Good stories come from such a deep place in consciousness that their “goodness” arises from elements that have merged and modified one another and invited new elements drawn in by association and cultural memory — all this before the writer knows more than that a live seed of embodied thought — an “idea” — has begun to germinate. When the realization comes, then the writer must be very attentive to the nature of the story. What voice will it speak in? What language will flesh it out? A good story is a successful collaboration between the writer and the thing to be written. This quality in the work is palpable. Again, this view of the matter has no obvious implications for the value of the story in moral terms, except in one very essential way, that it is an instance of the fact that our minds are strangely and wonderfully made. We can imagine and speak at the farthest limits of our own words and understanding, and, miracle of miracles, be understood! A good story externalizes a moment in the working of a mind, and those who hear it recognize it as somehow their own.

The Pope states that telling stories allows each person to bring her or his identity into focus, to know herself or himself, and it helps one to understand reality. Does literature have a cognitive function? What is the use of literature?

I have filled my head with literature for so many years that I can hardly offer objective testimony in this matter. I do agree that narratives of all sorts — advertisements, gossip, the trashiest ephemera — do enter into our sense of ourselves and others.

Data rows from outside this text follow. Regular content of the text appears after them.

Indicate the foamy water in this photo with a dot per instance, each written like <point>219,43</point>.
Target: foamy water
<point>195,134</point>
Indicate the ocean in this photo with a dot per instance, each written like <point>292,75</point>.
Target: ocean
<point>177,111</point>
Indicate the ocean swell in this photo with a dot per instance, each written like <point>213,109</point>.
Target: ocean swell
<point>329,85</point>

People are very much shaped by their expectations, by the way they expect the plot of their life to unfold, and this can make them fearful or hostile or self-seeking, even without respect to their own fortunate histories. Young writers often feel they have to be grimly loyal to this “reality” they themselves have never encountered except as a consumer product, on a television screen or in a best-seller.

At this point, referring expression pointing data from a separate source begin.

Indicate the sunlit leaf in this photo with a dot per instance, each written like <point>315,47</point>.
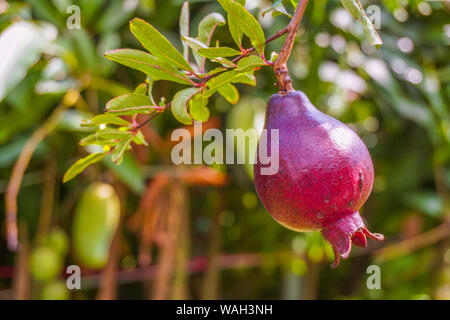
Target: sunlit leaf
<point>184,27</point>
<point>145,62</point>
<point>355,8</point>
<point>120,148</point>
<point>180,105</point>
<point>212,53</point>
<point>104,119</point>
<point>198,108</point>
<point>131,103</point>
<point>222,79</point>
<point>82,164</point>
<point>208,25</point>
<point>250,63</point>
<point>230,93</point>
<point>105,137</point>
<point>196,45</point>
<point>157,44</point>
<point>247,23</point>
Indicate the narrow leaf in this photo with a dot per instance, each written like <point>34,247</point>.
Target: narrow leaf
<point>208,25</point>
<point>120,148</point>
<point>104,137</point>
<point>355,8</point>
<point>249,63</point>
<point>82,164</point>
<point>196,45</point>
<point>180,104</point>
<point>247,23</point>
<point>157,44</point>
<point>246,78</point>
<point>184,27</point>
<point>230,93</point>
<point>222,79</point>
<point>131,103</point>
<point>145,62</point>
<point>198,108</point>
<point>212,53</point>
<point>104,119</point>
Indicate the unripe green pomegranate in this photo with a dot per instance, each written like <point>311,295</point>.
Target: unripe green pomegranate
<point>58,240</point>
<point>55,290</point>
<point>96,220</point>
<point>45,263</point>
<point>325,174</point>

On the other hand, good literature is an honest witness, attentive to the complex and mingled experience of actually being in the world. A teacher told me once that the function of literature is to reduce chaos to meaningful complexity.  Patience, charity and a true reluctance to judge allow the world to present itself fully enough to allow meaning to emerge where we may not expect it, and beauty to surprise us. Insofar as we pass beyond prejudice and canard, they allow truth to set us free, or at least to loosen our chains.

The Pope thinks that telling stories is good not only for the individual, but also for the community. The community is a group of people, one could say it is a “weaving of stories”, therefore telling stories helps build  a community. Does the art of storytelling have a social and political function?

History demonstrates continuously how important stories are to communities. Your three last questions are so intertwined that I will answer them together. Stories can nurse and shelter antagonisms and resentments, and writers, like politicians, have been richly rewarded for propagating destructive narratives. Many writers were notoriously supportive of Fascism in the last century, and have been revered all the same, as if they were somehow exempted from moral judgment because they were writers. Whether this is reverence or veiled contempt, or some nameless combination of the two, I cannot decide. How bizarre it is to act as if any human being could be too lofty to be subject to humane norms, or so marginal and trifling that he or she has the kind of immunity we grant to children and the incompetent.  And they earn this abysmal status by writing poetry and novels, which, if they have any worth at all, should be proof of functioning intelligence. In all candor, I feel that this exemption has depleted the truth and sapped the vigor of Western intellectual culture.

When I taught young writers, my colleagues and I had a sort of motto: first, do no harm. We meant that everyone who came to us should leave us as able to write well as they were when we admitted them. Teaching of that kind is delicate work and can go very wrong. But that old oath lends itself to very broad application. Harm spreads pandemically. It is a good and beautiful discipline to honor those around us, and the faith we claim, with great, generous care.